All filters return *ITaxon, enabling lazy, composable pipelines.

  • .IFilterOnName(name string, strict bool, ignoreCase bool)
    Filters taxa by name: exact match (strict=true) or regex (default). Case-insensitive if ignoreCase. Deduplicates via internal node ID.

  • .IFilterOnTaxRank(rank string)
    Filters taxa whose rank matches (normalized via taxonomys internalized ranks map). Supports chaining and concurrent iteration.

  • .IFilterOnSubcladeOf(parent *Taxon)
    Yields descendants of parent (via .IsSubCladeOf()). Works on iterators, sets, slices, and taxonomies.

  • .IFilterBelongingSubclades(clades *TaxonSet)
    Filters taxa belonging to any clade in clades. Optimized for single-clade case (reuses .IFilterOnSubcladeOf).

🌳 Hierarchical Navigation & Relationship Queries

  • .IsSubCladeOf(parent *Taxon) bool: Checks if current taxon descends from parent.
  • .IsBelongingSubclades(clades *TaxonSet) bool: Checks if current taxon—or any ancestor—is in clades.
  • .IPath() *ITaxon: Iterates upward from taxon to root (breadth-first via .IPath()).
  • .TaxonAtRank(rank string) / shortcuts (e.g., .Species(), .Genus()): Traverse ancestors to find first match at given rank.

🧠 String Interning & Deduplication

  • InnerString.Innerize(value string) *string: Thread-safe deduplication of strings (e.g., names, ranks). Returns shared pointer for equality checks.
  • .Slice() []string: Snapshot of all interned strings (read-only).

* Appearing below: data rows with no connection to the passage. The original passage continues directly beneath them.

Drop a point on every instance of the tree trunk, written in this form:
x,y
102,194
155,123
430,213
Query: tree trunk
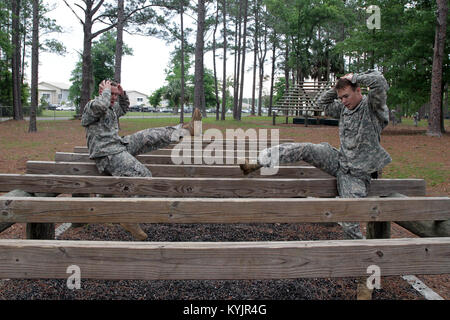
x,y
119,41
244,47
182,62
17,90
34,67
86,69
434,120
272,78
216,89
286,64
199,90
262,60
255,57
224,85
237,65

🔢 Taxonomic Identifiers (Taxid)

  • FromInt(int) / FromString(string) *string: Validates and normalizes IDs (e.g., "tx:12345" → interned "12345"). Enforces code prefix, filters to ASCII digits/letters.

📜 Taxon String Parsing

  • ParseTaxonString(taxonStr string): Parses "code:taxid [name]@rank" into structured components. Validates brackets, colons, and field presence.

🧬 Taxonomy & Node Model

  • Taxon: Encapsulates node ID, parent/children links, scientific name (and alternatives), rank, and metadata.

    • .Name(class), .ScientificName(): Flexible name access (case-insensitive matching via IsNameEqual/regex).
    • .SetMetadata(key, value), .GetMetadata(key) / iteration: Extensible annotations.
    • .String(): Human-readable "code:id [name]@rank" format.
  • Taxonomy: Manages full hierarchy:

    • .AddTaxon() / .InsertPathString(): Build trees incrementally.
    • .Root()/.SetRoot() / .HasRoot(): Root node control (required for LCA).
    • .AsPhyloTree()obiphylo.PhyloNode: Export to phylogenetic format.
  • TaxonSet: Efficient set of *TaxNodes with alias support:

    • .Alias(id, taxon): Non-canonical ID mapping.
    • .Sort() → topologically sorted slice (parents before children).
    • .AsPhyloTree(root).
  • TaxonSlice: Ordered, type-safe path representation:

    • .String()"id@name@rank|..." (leaf-to-root).
    • Enforces taxonomy coherence; panics on mismatch.

🧮 Lowest Common Ancestor (LCA)

  • .LCA(t2 *Taxon) (*Taxon, error): Computes most specific shared ancestor of two taxa in same rooted taxonomy. Uses path-based backward traversal.

🔄 Iterator Composition & Utilities (ITaxon)

  • .Next(), .Get() / .Finished(): Standard iteration control.
  • .Push(taxon), .Close(), and Split() / Concat(...): Goroutine-driven streaming, parallel consumption.
  • .ISubTaxonomy() / .ITaxon(taxid): Breadth-first subtree traversal from root or given ID.
  • .AddMetadata(name, value): Wraps iterator to inject metadata into each taxon.
  • .Consume(): Exhausts an iterator (e.g., for side-effect-only pipelines).

🛡️ Safety & Robustness

  • Nil-safe accessors (no panics unless explicitly configured).
  • Explicit error messages for invalid inputs, cross-taxonomy queries, or unrooted hierarchies.
  • Interning reduces memory footprint and accelerates equality checks.

Designed for scalability in large-scale metabarcoding, biodiversity informatics, and phylogenetic pipelines.